Chefs are getting creative in the kitchen and having fun putting veg to the fore in a patch-to-plate procession.
ADDING PLANT-BASED PROTEINS INTO YOUR DIET
Ugly veg is getting a look in — knobbly Jerusalem artichokes were everywhere this winter, whether teamed with cauliflower for a gratis soup to begin a Source Dining meal, as crunchy scales for in-the-shell marron at Vue de monde, or in a stunningly buttery lobster tart at Brae.

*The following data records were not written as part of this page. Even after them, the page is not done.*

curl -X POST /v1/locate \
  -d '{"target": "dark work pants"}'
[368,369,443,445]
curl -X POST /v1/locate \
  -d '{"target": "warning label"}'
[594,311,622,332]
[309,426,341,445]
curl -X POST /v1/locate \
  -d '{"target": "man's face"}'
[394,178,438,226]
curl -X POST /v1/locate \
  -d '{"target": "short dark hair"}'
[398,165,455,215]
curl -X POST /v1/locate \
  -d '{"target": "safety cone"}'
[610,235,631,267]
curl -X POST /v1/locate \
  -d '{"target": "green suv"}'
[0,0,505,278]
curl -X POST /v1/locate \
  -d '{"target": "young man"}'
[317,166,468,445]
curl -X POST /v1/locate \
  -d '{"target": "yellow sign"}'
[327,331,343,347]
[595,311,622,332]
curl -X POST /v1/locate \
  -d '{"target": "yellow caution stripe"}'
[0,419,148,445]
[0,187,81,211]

And celeriac puree is the new mash. Just as buttery but with added earthy depth, it’s the new best friend to slow-cooked meats with a rich sauce.
But we still love our potatoes, only now the humble spud comes with provenance — as does its orange-hued partner in the roasting tray, the pumpkin.
… AND OTHER OBSERVATIONS
• The little local has never been more loved, with such faves as South Melbourne’s Bellota never better.
• Paying for bread is increasingly pervasive — though when it’s as good as
it is at Embla, no one’s begrudging a few dollars.
• Regional dining has never been hotter, with world-class chefs opening restaurants well outside Melbourne — see Ballarat’s Underbar, Sardine in Paynesville — while suburban superstars such as Warrandyte’s Altair, Hurstbridge’s Greasy Zoes and Beaconsfield’s O.My are putting their respective postcodes on the map.
• Enough already with saltbush. While we’ll forever have a place in our hearts — and stomachs — for Igni’s brilliant (and now oft imitated) salt-and-vinegar saltbush, chefs scattering it all over everything from soup to dessert has got to stop. Ditto truffles in winter. You can have too much of a good thing, after all.